Eine weitere Überraschung bot die Mezzosopranistin Tatjana Conrad mit der schwierigen Arie der Eboli aus Verdis „Don Carlos“ sowie der nicht weniger
komplizierten Favoriten-Arie aus Donizettis gleichnamiger Oper. Mit viel Dramatik, wohlklingendem sonoren Stimmmaterial und einer gekonnten Abdunklung in den
Höhen ersang sie sich souverän berechtigte Bravo-Rufe und viel Applaus vom begeisterten Publikum. Bedauerlich nur, dass sie demnächst unser Haus verlassen will.
Als dritte Dame hörten wir die Sopranistin Madelaine Vogt mit der berühmten Arie
„Väterchen, teures höre“ aus Puccinis „Gianni Schicchi“, mit der sie möglicherweise nicht ganz die richtige Wahl getroffen hatte. Ganz anders dann als Musette im
Bohéme-Ensemble aus dem II. Akt. Hier kam ihr leichter Sopran sehr gefällig zur Geltung. Auch Jason-Nandor Tomory überzeugte – wenn auch etwas überzogen –
erst im besagten Ensemble, während er in der Arie des Malatesta „Rein wie ein holder Engel“ aus Donizettis „Don Pasquale“ seine Stimme zu weit hinten ansetzte,
in den Registern Brüche aufwies sowie in der Piano-Höhe zu verhaucht klang.
Gut dagegen kam der kraftvolle, aber dennoch mit einem angenehmen Timbre ausgestattete Bass des László Varga
gleich dreimal über die Rampe.

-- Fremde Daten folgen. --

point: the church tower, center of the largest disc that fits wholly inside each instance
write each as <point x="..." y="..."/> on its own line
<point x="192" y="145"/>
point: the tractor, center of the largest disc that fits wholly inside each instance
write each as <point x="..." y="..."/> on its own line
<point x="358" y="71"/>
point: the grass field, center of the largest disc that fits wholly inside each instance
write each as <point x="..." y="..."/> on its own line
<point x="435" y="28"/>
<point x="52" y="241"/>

Mit einer Arie aus Verdis „Simone Boccanegra“ konnte er seine modulationsfähige Stimme voll
entfalten, in der Bartolo-Arie aus Rossinis „Barbier von Sevilla“ durfte er ein kräftiges Stück seiner buffonesken Möglichkeiten ausspielen, um schließlich mit der
Mantel-Arie aus „La Bohéme“ einen weiteren stimmlichen Höhepunkt (mit viel Applaus und Bravorufen!) in diesem italienischen Abends zu platzieren. Mit dem
Finale aus dem II. Akt – zu dem sich dann noch der singende Schauspieler Matthias Stephan Hildebrand gesellte - bekam man dann einen sehr angenehmen
Vorgeschmack auf die Premiere am 22. Januar nächsten Jahres.

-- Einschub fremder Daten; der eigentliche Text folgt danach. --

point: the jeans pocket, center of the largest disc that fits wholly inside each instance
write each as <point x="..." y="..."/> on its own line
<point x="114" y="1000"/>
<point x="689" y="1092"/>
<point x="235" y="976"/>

Als Abschied-Zugabe vereinten sich noch einmal alle Stimmen, um mit dem Traviata-Ensemble „Ihr Freunde, auf schlürfet...“ das enthusiasmierte Publikum
nicht nur für diesen Abend zu verabschieden, sondern es zu weiteren Vorstellungen in dieses für die Region so notwendige Theater einzuladen, wie sich das Intendant
Huhn auch mehrfach in seiner kurzweiligen und launigen Moderation wünschte. Allerdings sollte man bei zukünftigen Veranstaltungen dieser Art auch einmal
darüber nachdenken, wie man das Schauspiel-Ensemble mit einbeziehen könnte, schließlich handelt es sich um ein ZWEI-Sparten-Theater.

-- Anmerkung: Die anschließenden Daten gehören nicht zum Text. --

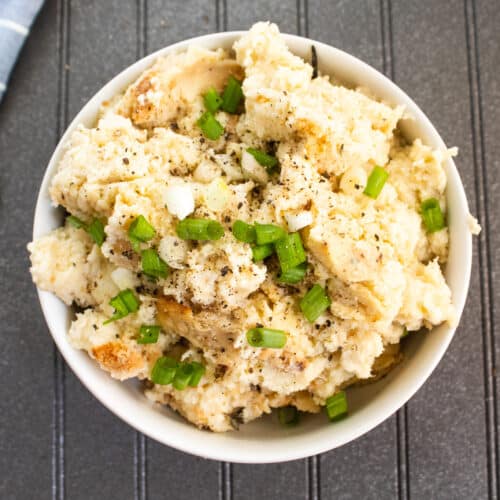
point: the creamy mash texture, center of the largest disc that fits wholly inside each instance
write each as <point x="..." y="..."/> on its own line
<point x="146" y="155"/>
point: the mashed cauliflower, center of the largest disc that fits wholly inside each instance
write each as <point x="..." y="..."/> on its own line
<point x="147" y="156"/>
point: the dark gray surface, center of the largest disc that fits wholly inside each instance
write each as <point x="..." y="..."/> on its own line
<point x="58" y="441"/>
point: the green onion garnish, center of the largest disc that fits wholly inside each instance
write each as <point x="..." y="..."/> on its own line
<point x="314" y="303"/>
<point x="76" y="222"/>
<point x="244" y="232"/>
<point x="290" y="251"/>
<point x="268" y="233"/>
<point x="210" y="127"/>
<point x="336" y="406"/>
<point x="96" y="231"/>
<point x="432" y="215"/>
<point x="148" y="334"/>
<point x="140" y="231"/>
<point x="266" y="337"/>
<point x="212" y="100"/>
<point x="268" y="161"/>
<point x="124" y="303"/>
<point x="293" y="275"/>
<point x="261" y="252"/>
<point x="376" y="181"/>
<point x="199" y="229"/>
<point x="183" y="376"/>
<point x="288" y="416"/>
<point x="164" y="370"/>
<point x="153" y="265"/>
<point x="232" y="95"/>
<point x="198" y="372"/>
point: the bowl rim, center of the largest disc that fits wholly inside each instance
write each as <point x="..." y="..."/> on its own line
<point x="206" y="449"/>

Die Umstände, in denen das Theater agiert und derartige anerkennenswerte Leistungen vollbringt, sind in keiner Weise günstig. Und trotzdem geht jeden Abend
der Vorhang auf, und es wird für das erwartungsfrohe Publikum gelacht, geweint, gesungen und getanzt – egal, wie es da drinnen ausschaut. Also: „Trotzdem!“ - oder
„Lache, Bajazzo!“ Immer wieder und unter allen Umständen – wenn wir es nur wollen und wenn wir etwas dafür tun. Die Vorstellungen besuchen ist das eine, der
Stiftung beitreten oder durch kleine oder größere finanzielle Beiträge diese wichtige kulturell-künstlerische Einrichtung, unser Theater, zu erhalten, ist eine andere
Möglichkeit. Glücklich also die Stadt, die noch ein Theater hat!